Anche Le Temps mette in primo piano i rischi per l’immagine del paese. “Il peso geopolitico della Svizzera è dato soprattutto dal suo soft power,” nota il quotidiano romando. “La sua influenza morale, immateriale. Facilitando in tal modo l’esportazione di materiale bellico, il Consiglio federale assume il rischio di minare la forza della diplomazia elvetica.”

“Resta da vedere cosa ne pensa il popolo svizzero”, scrive la Tribune de Genève. Il quotidiano ricorda che i votanti svizzeri avevano respinto con ampia maggioranza nel 2009 un’iniziativa che chiedeva il divieto di tutte le esportazioni di materiale bellico. 

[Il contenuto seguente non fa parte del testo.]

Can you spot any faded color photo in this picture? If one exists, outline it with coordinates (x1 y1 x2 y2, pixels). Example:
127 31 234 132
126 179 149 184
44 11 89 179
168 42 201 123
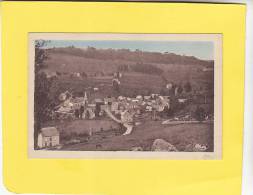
29 33 222 159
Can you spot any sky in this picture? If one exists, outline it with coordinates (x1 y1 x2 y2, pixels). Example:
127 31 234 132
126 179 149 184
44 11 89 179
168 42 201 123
46 40 214 60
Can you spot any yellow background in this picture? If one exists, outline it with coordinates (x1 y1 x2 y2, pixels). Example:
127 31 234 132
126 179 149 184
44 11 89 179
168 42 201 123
1 2 245 195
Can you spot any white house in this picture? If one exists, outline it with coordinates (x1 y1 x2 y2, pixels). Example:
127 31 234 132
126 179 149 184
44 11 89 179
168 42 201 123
38 127 60 148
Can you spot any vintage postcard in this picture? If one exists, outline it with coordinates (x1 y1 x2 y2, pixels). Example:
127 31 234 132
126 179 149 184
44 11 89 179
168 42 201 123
28 33 222 159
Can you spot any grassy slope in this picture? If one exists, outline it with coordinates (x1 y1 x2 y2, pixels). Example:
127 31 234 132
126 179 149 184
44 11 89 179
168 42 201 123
59 121 213 151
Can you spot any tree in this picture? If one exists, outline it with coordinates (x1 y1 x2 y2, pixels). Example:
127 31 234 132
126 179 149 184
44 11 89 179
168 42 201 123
34 40 51 149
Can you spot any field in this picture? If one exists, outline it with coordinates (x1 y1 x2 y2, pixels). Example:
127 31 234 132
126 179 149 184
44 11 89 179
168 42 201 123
53 121 213 152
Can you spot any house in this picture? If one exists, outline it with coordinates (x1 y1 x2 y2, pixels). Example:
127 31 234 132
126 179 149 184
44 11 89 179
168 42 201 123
38 127 60 148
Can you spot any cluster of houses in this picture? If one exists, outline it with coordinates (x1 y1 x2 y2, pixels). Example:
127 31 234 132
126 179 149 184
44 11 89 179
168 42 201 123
55 92 170 119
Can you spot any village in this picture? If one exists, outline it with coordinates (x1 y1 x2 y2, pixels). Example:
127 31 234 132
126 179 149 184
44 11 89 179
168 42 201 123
38 72 213 151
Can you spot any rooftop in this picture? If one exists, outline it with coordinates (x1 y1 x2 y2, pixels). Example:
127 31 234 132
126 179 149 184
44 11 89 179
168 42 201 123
41 127 59 137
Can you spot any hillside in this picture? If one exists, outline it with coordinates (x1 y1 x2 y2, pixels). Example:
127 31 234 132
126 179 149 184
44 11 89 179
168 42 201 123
41 47 214 97
43 47 213 74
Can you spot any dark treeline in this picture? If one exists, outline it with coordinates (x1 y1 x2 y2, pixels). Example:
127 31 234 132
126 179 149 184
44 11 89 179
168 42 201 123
47 46 214 66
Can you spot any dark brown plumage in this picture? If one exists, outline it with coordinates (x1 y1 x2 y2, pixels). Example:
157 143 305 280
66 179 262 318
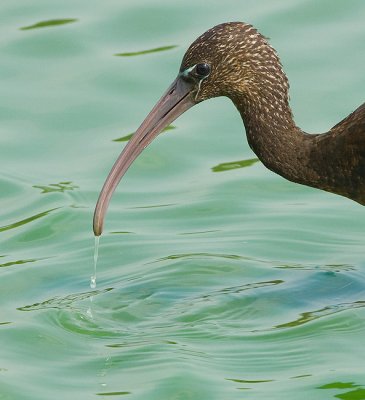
94 22 365 235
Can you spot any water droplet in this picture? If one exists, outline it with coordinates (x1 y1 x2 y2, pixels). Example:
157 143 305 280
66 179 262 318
90 236 100 289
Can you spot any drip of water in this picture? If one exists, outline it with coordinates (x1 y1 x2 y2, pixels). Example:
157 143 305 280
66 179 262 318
90 236 100 289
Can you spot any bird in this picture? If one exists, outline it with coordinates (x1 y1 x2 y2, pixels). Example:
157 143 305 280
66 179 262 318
93 22 365 236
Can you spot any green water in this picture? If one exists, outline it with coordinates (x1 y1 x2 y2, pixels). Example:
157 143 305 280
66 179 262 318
0 0 365 400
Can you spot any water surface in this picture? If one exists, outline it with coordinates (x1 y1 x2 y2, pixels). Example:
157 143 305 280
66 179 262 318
0 0 365 400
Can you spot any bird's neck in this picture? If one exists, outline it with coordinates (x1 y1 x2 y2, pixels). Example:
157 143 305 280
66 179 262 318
232 91 313 186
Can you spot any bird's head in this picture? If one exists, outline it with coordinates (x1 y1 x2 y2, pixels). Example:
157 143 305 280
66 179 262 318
93 22 287 236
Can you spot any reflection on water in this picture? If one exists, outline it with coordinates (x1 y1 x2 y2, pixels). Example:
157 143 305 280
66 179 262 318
274 301 365 329
114 45 177 57
19 18 77 31
33 181 79 193
212 158 260 172
0 258 40 268
17 288 113 311
318 382 365 400
113 125 176 142
0 207 61 232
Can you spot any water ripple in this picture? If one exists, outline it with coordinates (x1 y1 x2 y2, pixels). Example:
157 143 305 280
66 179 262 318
0 207 62 232
274 300 365 329
19 18 78 31
114 45 178 57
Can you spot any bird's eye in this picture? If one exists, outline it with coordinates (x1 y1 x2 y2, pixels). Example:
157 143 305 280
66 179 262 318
194 63 210 79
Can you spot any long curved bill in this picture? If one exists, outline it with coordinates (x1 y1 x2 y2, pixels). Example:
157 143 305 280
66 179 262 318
93 76 196 236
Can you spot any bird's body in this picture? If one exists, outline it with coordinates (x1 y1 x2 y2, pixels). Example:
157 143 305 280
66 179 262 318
94 22 365 235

In futuro il popolo avrà tuttavia la possibilità di esprimersi nuovamente sull’argomento, quando sarà messa in votazione l’iniziativa del Gruppo per una Svizzera senza esercito che vuole bloccare i finanziamenti all’industria degli armamenti. “Le posizioni rimarranno senza dubbio inconciliabili”, conclude il quotidiano ginevrino.

0,14% delle esportazioni

Nel 2016 la Svizzera ha venduto materiale bellico per un valore di 412 milioni di franchi. La cifra corrisponde allo 0,14% del totale delle esportazioni elvetiche. A livello internazionale la Svizzera si classifica così all’11° posto tra i paesi esportatori di armi.

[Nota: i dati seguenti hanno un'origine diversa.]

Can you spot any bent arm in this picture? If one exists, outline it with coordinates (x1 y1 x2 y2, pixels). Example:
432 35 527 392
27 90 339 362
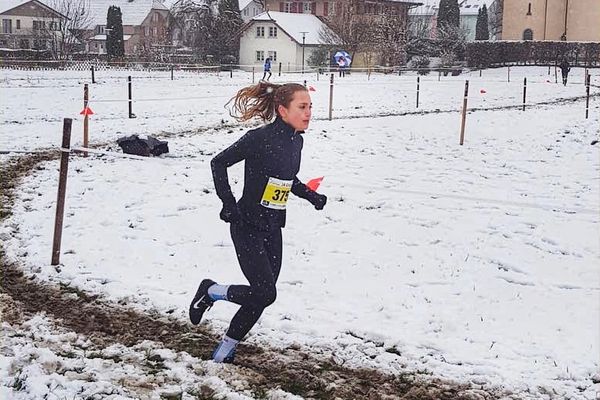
292 176 317 204
210 132 252 204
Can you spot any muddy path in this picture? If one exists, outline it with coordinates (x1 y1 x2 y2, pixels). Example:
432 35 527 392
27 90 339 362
0 151 516 400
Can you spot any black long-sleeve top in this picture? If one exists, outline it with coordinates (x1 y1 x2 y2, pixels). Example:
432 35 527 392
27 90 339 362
210 117 317 231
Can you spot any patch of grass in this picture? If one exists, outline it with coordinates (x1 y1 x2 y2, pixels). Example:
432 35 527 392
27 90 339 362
10 371 27 392
186 385 218 400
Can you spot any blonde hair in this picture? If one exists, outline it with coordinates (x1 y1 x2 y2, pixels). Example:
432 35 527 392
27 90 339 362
225 81 307 121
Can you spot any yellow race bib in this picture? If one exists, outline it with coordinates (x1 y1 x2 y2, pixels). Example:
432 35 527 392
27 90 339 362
260 177 293 210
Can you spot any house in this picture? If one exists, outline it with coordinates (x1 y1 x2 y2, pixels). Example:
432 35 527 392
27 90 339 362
239 11 327 72
0 0 68 50
239 0 265 23
266 0 420 17
502 0 600 42
86 0 180 55
408 0 493 41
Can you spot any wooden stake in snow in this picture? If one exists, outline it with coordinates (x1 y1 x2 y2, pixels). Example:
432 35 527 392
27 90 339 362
127 75 135 118
417 76 421 108
329 74 333 121
460 80 469 146
83 83 89 157
585 75 592 119
523 78 527 111
51 118 73 265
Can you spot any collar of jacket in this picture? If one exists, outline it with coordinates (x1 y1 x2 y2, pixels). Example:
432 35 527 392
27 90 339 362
272 117 304 137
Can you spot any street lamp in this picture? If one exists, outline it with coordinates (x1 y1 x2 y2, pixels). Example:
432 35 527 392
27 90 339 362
300 32 308 75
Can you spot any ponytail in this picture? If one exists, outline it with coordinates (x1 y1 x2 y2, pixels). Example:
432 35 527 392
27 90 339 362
225 81 306 121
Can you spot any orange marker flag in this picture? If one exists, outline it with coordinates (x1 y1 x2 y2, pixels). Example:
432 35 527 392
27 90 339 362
306 176 324 192
79 107 94 115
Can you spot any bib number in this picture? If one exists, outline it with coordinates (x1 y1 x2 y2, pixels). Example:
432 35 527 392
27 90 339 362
260 177 292 210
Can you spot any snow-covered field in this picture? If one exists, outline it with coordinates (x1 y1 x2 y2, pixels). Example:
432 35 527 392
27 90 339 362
0 67 600 399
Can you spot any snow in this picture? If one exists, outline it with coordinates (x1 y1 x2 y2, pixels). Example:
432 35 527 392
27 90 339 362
0 67 600 399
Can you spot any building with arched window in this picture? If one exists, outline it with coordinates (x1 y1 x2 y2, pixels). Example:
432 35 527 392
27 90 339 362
496 0 600 42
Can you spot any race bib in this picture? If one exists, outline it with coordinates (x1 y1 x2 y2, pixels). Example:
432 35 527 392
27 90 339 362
260 177 293 210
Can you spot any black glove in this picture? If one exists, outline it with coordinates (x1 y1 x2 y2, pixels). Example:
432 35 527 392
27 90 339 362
312 193 327 210
219 202 242 224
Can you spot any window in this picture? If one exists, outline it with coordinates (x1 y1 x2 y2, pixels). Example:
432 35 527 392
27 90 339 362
33 21 46 31
325 1 335 15
2 19 12 33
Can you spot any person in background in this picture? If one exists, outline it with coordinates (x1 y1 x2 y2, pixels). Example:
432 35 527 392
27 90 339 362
189 81 327 363
559 58 571 86
262 57 272 81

I cinque principali paesi destinatari delle esportazioni svizzere di armi sono stati la Germania, il Sudafrica, l’India, gli Stati Uniti e il Pakistan, come scrive il Controllo federale delle finanze nel suo rapporto. Nella versione pubblica del documento i nomi dei maggiori fornitori sono tuttavia occultati.

L’autorità che concede l’autorizzazione per le esportazioni è la Segreteria di Stato dell’economia (Seco). L’attuale ordinanza sull’esportazione di materiale bellico esclude la vendita di armi a paesi coinvolti in conflitti armati interni. In giugno il Consiglio federale ha deciso di allentare questa regola.